Orders. Net new orders for the third quarter were 1,200, up 29.7% from 925 in the prior year quarter primarily driven by a 28.3% increase in sales pace to 3.2 orders per community per month, up from 2.5 in the prior year quarter. The cancellation rate for the quarter was 16.1%, down from 17.0% in the prior year quarter.
Backlog. The dollar value of homes in backlog as of June 30, 2023 was $1.0 billion, representing 1,941 homes, compared to $1.6 billion, representing 3,003 homes, at the same time last year. The average selling price (ASP) of homes in backlog was $520.3 thousand, down 1.6% versus the prior year quarter. Backlog units, although down year-over-year, have been growing for two consecutive quarters driven by strong sales.
Homebuilding Revenue. Third quarter homebuilding revenue was $570.5 million, up 9.0% year-over-year. The increase in homebuilding revenue was driven by a 7.1% increase in home closings to 1,117 homes, as well as an 1.8% increase in the average selling price to $510.8 thousand. The increase in home closings was due to higher backlog conversion rates as a result of improved cycle times, partially offset by lower beginning backlog.

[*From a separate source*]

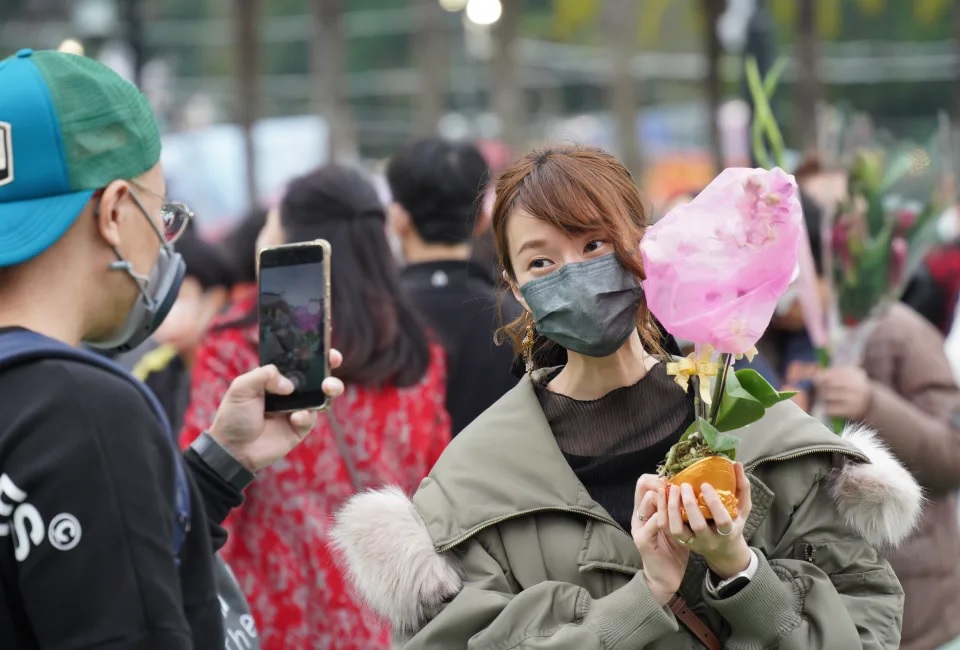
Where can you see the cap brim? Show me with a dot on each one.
(27, 228)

Homebuilding Gross Margin. Homebuilding gross margin (excluding impairments, abandonments and amortized interest) was 23.4% for the third quarter, down from 28.1% in the prior year quarter. Although down versus the prior year quarter, homebuilding gross margin was strong by historical standards and exceeded expectations, in part due to higher than expected spec home margins, as well as reduced build costs and lower closing cost incentives.
SG&A Expenses. Selling, general and administrative expenses as a percentage of total revenue was 11.5% for the quarter, down 30 basis points year-over-year as a result of the Company's continued focus on overhead cost management while benefiting from higher revenue on higher closings.

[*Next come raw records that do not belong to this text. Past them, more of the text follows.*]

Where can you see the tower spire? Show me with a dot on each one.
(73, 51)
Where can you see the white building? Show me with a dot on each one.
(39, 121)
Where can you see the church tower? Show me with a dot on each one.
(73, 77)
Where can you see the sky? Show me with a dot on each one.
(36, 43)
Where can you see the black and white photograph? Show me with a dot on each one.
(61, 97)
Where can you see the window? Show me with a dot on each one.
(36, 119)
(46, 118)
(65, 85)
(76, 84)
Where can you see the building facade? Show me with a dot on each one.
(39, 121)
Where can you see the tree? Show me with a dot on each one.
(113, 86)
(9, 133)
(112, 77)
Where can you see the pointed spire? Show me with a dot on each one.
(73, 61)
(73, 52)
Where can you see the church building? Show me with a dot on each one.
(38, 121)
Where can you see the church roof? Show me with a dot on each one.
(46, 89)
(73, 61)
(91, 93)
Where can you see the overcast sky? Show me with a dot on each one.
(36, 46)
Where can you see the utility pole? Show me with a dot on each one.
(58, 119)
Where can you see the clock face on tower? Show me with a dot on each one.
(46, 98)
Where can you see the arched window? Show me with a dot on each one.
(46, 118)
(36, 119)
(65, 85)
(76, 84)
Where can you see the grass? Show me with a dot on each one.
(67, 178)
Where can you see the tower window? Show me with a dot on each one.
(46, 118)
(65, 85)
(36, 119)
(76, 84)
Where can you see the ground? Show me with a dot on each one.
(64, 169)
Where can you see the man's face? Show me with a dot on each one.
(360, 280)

Land Position. Controlled lots decreased 8.8% to 22,719, compared to 24,899 from the prior year quarter. Excluding land held for future development and land held for sale lots, active lots controlled were 22,061, down 8.6% year-over-year in part due to timing of home closings and new land deals. As of June 30, 2023, the Company controlled 52.2% of its total active lots through option agreements compared to 52.1% as of June 30, 2022.
Liquidity. At the close of the third quarter, the Company had $541.1 million of available liquidity, including $276.1 million of unrestricted cash and $265.0 million of remaining capacity under the unsecured revolving credit facility.

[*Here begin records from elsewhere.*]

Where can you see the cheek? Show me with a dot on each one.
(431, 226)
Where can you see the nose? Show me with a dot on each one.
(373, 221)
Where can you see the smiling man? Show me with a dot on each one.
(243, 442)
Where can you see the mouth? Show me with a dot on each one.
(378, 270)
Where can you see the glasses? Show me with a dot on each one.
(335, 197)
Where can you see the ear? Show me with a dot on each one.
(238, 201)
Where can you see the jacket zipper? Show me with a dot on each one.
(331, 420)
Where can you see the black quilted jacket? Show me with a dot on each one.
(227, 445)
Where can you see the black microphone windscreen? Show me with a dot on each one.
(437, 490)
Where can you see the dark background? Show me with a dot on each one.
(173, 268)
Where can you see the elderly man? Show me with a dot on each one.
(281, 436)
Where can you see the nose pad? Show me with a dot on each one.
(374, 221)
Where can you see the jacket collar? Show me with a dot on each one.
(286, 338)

Debt Repurchases. During the quarter, the Company repurchased $5.0 million of its outstanding 6.750% unsecured Senior Notes due March 2025.
Commitment to ESG Initiatives
The Company remains committed to ensuring that by the end of 2025 every new Beazer home will be Zero Energy Ready, which will meet the requirements of the U.S. Department of Energy’s Zero Energy Ready Home program. By the end of the third quarter, the Company had Zero Energy Ready homes under construction in every division, consisting of 11% of new home starts in the quarter.
In April, Beazer Homes earned the 2023 Top Workplaces Culture Excellence recognition for Leadership, Purpose and Values, Compensation and Benefits, Work-Life Flexibility and Innovation, awarded by Energage, the employee engagement platform powered by 16 years of experience surveying data from more than 27 million employees across 70,000 organizations. The Top Workplaces awards are based solely on employee feedback.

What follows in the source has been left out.